IT MIGHT get you a couple of packets of toilet roll - if you can find any in the shops, but it won't make you flush - the government has announced the March age pension increases - $10.20 per fortnight for singles and $7.70 for each member of a couple excluding supplements.
The rises will come into effect from March 20 and also apply to the disability support pension and carers payment. The pension supplement rises by 70 cents p/f (single) and 60 cents (couple each).
There is no increase to the energy supplement which remains at $14.10 p/f single and $10.60 (couple each).
It takes the single pension to $944.30 p/f (including supplements) and the couple (each) pension to $711.80 (including supplements).
The last pension increase was in September.
Rental assistance will go up by $1.60 p/f single no children and $1.60 couple no children.
Despite strong lobbying from welfare groups there is little joy for the unemployed. Single New Start recipients over age 22 no children (now called the Jobseeker Payment) will get a rise of S6.70 p/f to $565.70 base rate. With children an increase of $7.30 p/f to $612.
Singles over 60 years after nine months will receive an increase of $7.30 p/f to $612. Partnered each an increase of $6.10 p/f to $510.80.
Ian Yates chief executive of senior's advocacy group Council on the Ageing (COTA) welcomed the increases which are determined by the higher of the Consumer Price Index (CPI) and the Pensioner and Beneficiary Living Cost Index (PBLCI) and benchmarked against movements in Male Total Average Weekly Earnings (MTAWE).
The age pension should ensure that no older Australian lives in poverty.
- Ian Yates, chief executive COTA
However, he said, the age pension in Australia hovers around the Organisation for Economic Co-operation and Development (OECD) poverty line and COTA has asked the current Retirement Income Review to consider the most appropriate benchmark for the age pension, noting that while the OECD benchmark is 50 per cent of median earnings the European Union uses 60 per cent of median earnings.

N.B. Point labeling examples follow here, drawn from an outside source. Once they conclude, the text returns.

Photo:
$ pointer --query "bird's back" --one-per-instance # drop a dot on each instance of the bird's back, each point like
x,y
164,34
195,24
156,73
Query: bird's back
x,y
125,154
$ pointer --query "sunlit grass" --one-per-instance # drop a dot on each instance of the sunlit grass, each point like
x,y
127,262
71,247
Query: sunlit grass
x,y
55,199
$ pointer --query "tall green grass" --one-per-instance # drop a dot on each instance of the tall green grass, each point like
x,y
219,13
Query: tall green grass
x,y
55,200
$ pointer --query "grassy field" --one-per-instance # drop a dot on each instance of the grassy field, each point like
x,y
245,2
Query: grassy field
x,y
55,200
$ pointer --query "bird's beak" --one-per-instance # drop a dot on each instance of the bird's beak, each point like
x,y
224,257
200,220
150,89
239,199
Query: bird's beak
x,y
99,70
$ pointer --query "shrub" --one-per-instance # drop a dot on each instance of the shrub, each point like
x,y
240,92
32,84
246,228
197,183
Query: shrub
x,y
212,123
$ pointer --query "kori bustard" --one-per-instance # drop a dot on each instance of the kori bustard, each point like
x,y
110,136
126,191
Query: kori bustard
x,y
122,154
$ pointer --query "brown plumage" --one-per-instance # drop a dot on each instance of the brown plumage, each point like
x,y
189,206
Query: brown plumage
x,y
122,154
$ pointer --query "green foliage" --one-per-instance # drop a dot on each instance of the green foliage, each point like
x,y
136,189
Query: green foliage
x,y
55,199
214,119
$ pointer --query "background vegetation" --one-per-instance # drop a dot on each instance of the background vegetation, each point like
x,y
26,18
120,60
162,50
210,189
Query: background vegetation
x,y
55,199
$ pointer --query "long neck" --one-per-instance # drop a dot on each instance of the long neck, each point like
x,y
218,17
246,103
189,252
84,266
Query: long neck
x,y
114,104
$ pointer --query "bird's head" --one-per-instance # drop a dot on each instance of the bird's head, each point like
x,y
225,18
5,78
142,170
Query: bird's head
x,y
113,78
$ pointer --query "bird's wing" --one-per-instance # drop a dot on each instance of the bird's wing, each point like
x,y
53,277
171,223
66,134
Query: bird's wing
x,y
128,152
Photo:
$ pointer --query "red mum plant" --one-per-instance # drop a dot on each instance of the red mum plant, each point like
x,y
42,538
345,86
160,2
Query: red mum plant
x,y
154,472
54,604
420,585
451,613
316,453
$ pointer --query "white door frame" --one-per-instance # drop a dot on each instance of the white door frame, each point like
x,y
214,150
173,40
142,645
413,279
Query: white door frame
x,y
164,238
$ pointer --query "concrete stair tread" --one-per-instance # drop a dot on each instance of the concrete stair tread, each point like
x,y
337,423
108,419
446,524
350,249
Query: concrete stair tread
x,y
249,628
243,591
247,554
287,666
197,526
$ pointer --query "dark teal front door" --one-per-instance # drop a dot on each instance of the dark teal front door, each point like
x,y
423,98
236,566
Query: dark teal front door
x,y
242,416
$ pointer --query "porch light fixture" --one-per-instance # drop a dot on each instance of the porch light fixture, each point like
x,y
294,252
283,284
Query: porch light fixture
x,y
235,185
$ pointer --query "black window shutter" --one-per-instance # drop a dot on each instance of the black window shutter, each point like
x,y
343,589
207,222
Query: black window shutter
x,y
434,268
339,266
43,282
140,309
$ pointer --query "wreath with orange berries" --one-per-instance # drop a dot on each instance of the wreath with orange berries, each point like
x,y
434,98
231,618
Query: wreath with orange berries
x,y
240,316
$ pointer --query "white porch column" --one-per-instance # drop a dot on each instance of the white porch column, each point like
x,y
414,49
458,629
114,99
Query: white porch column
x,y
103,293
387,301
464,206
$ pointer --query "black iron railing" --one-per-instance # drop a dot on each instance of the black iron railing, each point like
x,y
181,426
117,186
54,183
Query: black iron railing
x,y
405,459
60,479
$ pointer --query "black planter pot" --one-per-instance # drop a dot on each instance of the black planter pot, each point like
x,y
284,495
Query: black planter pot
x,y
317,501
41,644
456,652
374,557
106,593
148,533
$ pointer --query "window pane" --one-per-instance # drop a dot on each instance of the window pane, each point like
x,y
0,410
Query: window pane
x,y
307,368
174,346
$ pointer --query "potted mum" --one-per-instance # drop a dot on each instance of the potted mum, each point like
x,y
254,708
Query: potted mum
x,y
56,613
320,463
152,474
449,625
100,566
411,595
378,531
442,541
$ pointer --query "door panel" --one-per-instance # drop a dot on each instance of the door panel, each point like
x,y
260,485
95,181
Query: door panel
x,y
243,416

"The age pension should ensure that no older Australian lives in poverty," he said.
"In this regard we remain very disappointed that successive governments have not increased the Commonwealth Rental Allowance (CRA), which is only indexed by the CPI while rents have risen faster, and most pensioners in the private rental market are living in poverty.
"We have argued for a 40 per cent increase in CRA and urged the Retirement Income Review to give this special attention."
Ian Henschke, chief advocate for National Seniors said every little helped but Australia had twice the rate of pension poverty as our Commonwealth cousins in NZ and Canada.
It's important the Retirement Income Review looks at how we can do the pension better, he said.